Evaluate $$\large{\int\dfrac{dx}{x^2(x^4+1)^{3/4}}}$$
I thought of rewriting this as $$\large{\int\dfrac{dx}{x^5(1+\frac{1}{x^4})^{3/4}}}$$ and substituting $$u^4=\left(1+\frac{1}{x^4}\right)\Rightarrow u=\left(1+\frac{1}{x^4}\right)^{1/4}$$ and subsequently I got $$du=\dfrac{1}{4}\left(1+\frac{1}{x^4}\right)^{-3/4}\times (-4x^{-5})dx$$
However, I can not think of how to proceed further. Any help would be truly appreciated.
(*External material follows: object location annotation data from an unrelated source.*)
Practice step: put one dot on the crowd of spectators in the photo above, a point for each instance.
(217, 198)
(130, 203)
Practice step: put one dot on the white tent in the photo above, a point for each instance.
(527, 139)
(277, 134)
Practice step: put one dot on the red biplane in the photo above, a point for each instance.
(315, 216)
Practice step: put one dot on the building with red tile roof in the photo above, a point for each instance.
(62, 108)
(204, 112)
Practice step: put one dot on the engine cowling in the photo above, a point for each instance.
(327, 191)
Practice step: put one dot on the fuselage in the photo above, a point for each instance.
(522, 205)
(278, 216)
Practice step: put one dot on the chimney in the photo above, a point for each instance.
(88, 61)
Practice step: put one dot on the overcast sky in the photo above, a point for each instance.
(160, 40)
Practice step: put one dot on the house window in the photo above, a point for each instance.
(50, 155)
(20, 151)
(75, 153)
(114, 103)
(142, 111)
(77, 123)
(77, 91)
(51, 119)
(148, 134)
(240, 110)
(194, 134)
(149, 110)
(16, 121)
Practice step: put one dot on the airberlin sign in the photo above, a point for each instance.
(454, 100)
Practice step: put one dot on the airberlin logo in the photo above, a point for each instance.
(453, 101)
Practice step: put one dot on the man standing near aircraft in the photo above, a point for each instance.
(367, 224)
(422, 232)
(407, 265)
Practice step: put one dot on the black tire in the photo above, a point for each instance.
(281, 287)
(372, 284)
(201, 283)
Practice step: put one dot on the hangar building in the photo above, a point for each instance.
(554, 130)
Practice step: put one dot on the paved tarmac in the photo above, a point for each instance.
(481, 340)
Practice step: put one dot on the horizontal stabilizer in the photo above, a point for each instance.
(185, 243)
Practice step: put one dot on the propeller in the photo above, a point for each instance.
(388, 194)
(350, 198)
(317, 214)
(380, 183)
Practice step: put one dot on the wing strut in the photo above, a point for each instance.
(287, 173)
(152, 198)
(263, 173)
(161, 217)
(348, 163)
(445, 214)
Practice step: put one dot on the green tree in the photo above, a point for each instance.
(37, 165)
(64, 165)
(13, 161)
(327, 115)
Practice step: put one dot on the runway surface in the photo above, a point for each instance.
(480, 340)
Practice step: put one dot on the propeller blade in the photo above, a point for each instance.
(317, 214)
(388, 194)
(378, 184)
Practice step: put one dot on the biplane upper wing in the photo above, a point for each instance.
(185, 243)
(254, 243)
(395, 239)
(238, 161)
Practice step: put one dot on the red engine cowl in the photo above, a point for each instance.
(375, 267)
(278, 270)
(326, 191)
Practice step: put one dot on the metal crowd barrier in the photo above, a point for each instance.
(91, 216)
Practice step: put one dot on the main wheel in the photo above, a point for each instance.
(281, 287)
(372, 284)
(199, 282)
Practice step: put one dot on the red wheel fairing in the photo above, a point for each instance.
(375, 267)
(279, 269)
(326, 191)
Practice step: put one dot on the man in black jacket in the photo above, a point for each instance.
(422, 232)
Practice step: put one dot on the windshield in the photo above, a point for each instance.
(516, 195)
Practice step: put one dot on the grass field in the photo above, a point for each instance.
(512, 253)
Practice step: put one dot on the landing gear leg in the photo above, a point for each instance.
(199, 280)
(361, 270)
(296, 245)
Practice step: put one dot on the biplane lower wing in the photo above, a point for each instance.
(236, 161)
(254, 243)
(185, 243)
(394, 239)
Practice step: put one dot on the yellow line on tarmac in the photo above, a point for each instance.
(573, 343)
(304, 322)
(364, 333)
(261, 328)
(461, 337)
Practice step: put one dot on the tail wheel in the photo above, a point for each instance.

Many thanks in advance!
On
$$\int\frac{1}{x^5}\frac{1}{(1+\frac{1}{x^4})^{3/4}}dx$$
$$u=1+\frac{1}{x^4}$$
$$-\frac{1}{4}du=\frac{1}{x^5}$$
The integral in the variable $u$ is then
$$-\frac{1}{4}\int u^{-3/4}du$$
On
Let, $1+\frac{1}{x^4}=t \implies \frac{-4dx}{x^5}=dt$$$\large{\int\dfrac{dx}{x^2(x^4+1)^{3/4}}}$$ $$=\int \frac{dx}{x^5\left(1+\frac{1}{x^4}\right)^{3/4}}$$ $$=\frac{-1}{4}\int\frac{dt}{\left(t\right)^{3/4}}$$ $$=\frac{-1}{4}\int (t)^{-3/4}dt$$ $$=\frac{-1}{4}\frac{t^{1/4}}{1/4}+C$$ $$=-\left(1+\frac{1}{x^4}\right)^{1/4}+C$$$$=-\frac{(1+x^4)^{1/4}}{x}+C$$
On
Just taking up where you left off:
$$ -\int du\, = -u+C = -(1+\frac{1}{x^4})^{\frac{1}{4}}+C. $$
That should be it.
On
$\bf{My\; Solution::}$ Let $\displaystyle I = \int\frac{1}{x^2\left(x^4+1\right)^{\frac{3}{4}}}dx\;,$ Now Let
Let $\displaystyle x = \frac{1}{t}\;,$ Then $\displaystyle dx = -\frac{1}{t^2}dt\;,$ Then Integral Convert into
$\displaystyle = -\int \frac{t^3}{(1+t^4)^{\frac{3}{4}}}dt\;,$ Now Let $(1+t^4) = u\;, $ Then $\displaystyle t^3dt = \frac{1}{4}du$
So Integral $\displaystyle = -\frac{1}{4}\int t^{-\frac{3}{4}}dt = -u^{\frac{1}{4}}+\mathcal{C} = -\left(1+t^4\right)^{\frac{1}{4}}+\mathcal{C}$
So Integral $\displaystyle \int\frac{1}{x^2\left(x^4+1\right)^{\frac{3}{4}}}dx = - \left(\frac{1+x^4}{x^4}\right)^{\frac{1}{4}}+\mathcal{C.}$
We have $$\int\frac{1}{x^{2}\left(x^{4}+1\right)^{3/4}}dx\overset{u=1/x^{4}}{=}-\frac{1}{4}\int\frac{1}{\left(u+1\right)^{3/4}}du\overset{u+1=v}{=}-\frac{1}{4}\int\frac{1}{v^{3/4}}d= $$ $$=-\sqrt[4]{v}+C=-\frac{\sqrt[4]{x^{4}+1}}{x}+C. $$